The nasal septum is comprised of thin bone in the front and cartilage in the back; together they form the wall that separates the two nasal passages that support the nose and direct airflow. The septum can bend to one side as part of normal pattern of growth or can be the result of a trauma to the nose; the resulting condition, referred to as a deviated septum, can significantly impact airflow and lead to snoring or OSA. Surgery to correct this condition is referred to as Septoplasty, Submucous Resection of the Septum, or Septal Reconstruction.
Rhinoplasty and Nasal Valve Surgery
The nostrils and corresponding area of the nose are referred to as the nasal valve. Airflow through the valves can be impacted by their formation during growth or as the result of trauma to the nose. The resulting restriction in airflow can contribute to OSA. Rhinoplasty and nasal valve surgery are commonly used to treat nasal obstruction that originates at the external nose.
Removal of Sinus and Airway Polyps
Sinus and airway polyps are abnormal tissue growths that develop in mucus membranes and can result in airflow restrictions, contributing to snoring and OSA. When polyps obstruct the nasal airway, or recurring sinus infections result in nasal obstruction, removal of the polyps or surgery in the sinus cavities may be necessary.
The turbinates in the nose are designed to warm and moisturize the air that is drawn in as you breathe. There are three turbinates in each nostril (lower, middle, and upper) and are comprised of bone surrounded by soft tissue. Reduction of the size of an enlarged turbinate can increase the size of the nasal passageway and result in improved airflow. Turbinate reduction can be accomplished with a variety of surgical techniques including radiofrequency reduction.
The lingual tonsil tissue is located on the back of the tongue and is different from the tonsil tissue that is located on the sides of the throat and is visible when the mouth is open. In some cases enlargement of the lingual tonsil tissue can impact airway flow and contribute to snoring and OSA. The lingual tonsillectomy procedure reduces the size of the lingual tonsil and results in an enlarged airway behind the tongue.

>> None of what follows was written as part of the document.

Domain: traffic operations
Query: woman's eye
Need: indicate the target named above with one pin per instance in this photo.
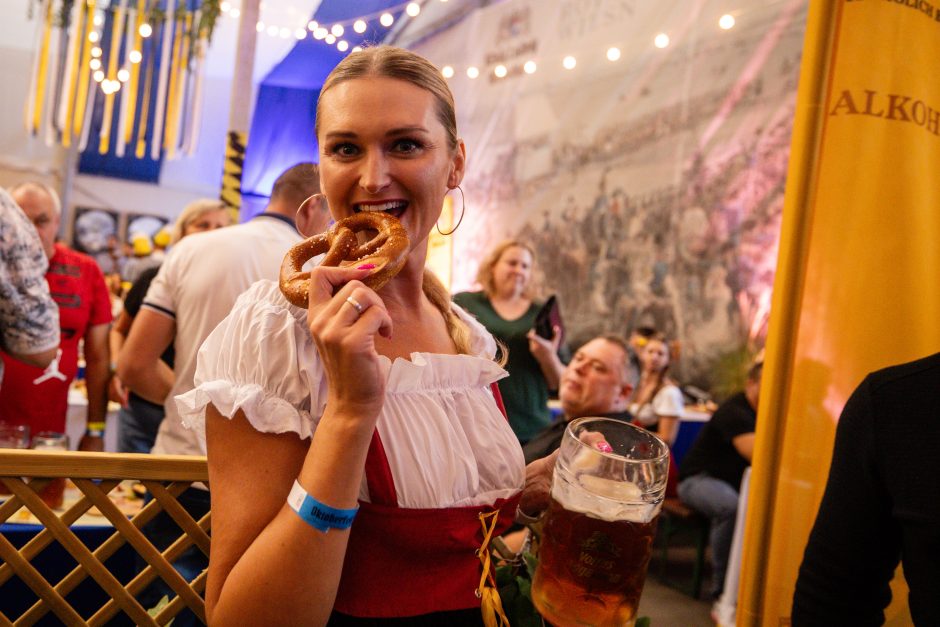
(344, 150)
(406, 146)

Lateral Pharyngoplasty is often performed in conjunction with a Lingual Tonsillectomy and incorporates a combination of tissue repositioning of the soft palate (roof of the mouth) and reduction of the lateral pharyngeal tissues (side of the throat). The result of this procedure is to increase the size of the airway and improve airflow without impacting normal breathing, speaking and swallowing functionality.
Uvula Surgery (UPPP)
An enlarged uvula and soft palate tissues can contribute to snoring or disrupted breathing during sleep. Uvulopalatopharyngoplasty, or UPPP, is a surgical procedure performed to remove the uvula and is often performed in conjunction with other soft palate modifications and tonsil reduction.

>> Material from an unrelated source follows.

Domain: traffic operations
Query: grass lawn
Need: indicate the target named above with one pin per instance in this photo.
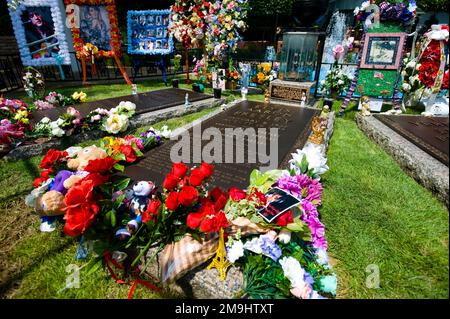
(375, 215)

Laser-Assisted Uvulopalatoplasty (LAUP)
Laser-Assisted Uvulopalatoplasty involves a gradual removal of the back edge of the palate and reduction in size of the uvula. If the tonsils are present and are suspected of contributing to snoring and OSA they are addressed at the same time. LAUP is a short procedure if most often performed in the office under local anesthetic, and may require more than one treatment.
In many cases as a person gains weight fat deposits in the tongue increase as well, causing the tongue to enlarge and contribute to snoring and OSA. Several surgical procedures are available to reduce the size of the base of the tongue and increase air flow including performing a submucosal lingualplasty, in which the base of the tongue is reduced in size, and somnoplasty, a tongue based radio-frequency ablation procedure that results in the contraction of excess tissue.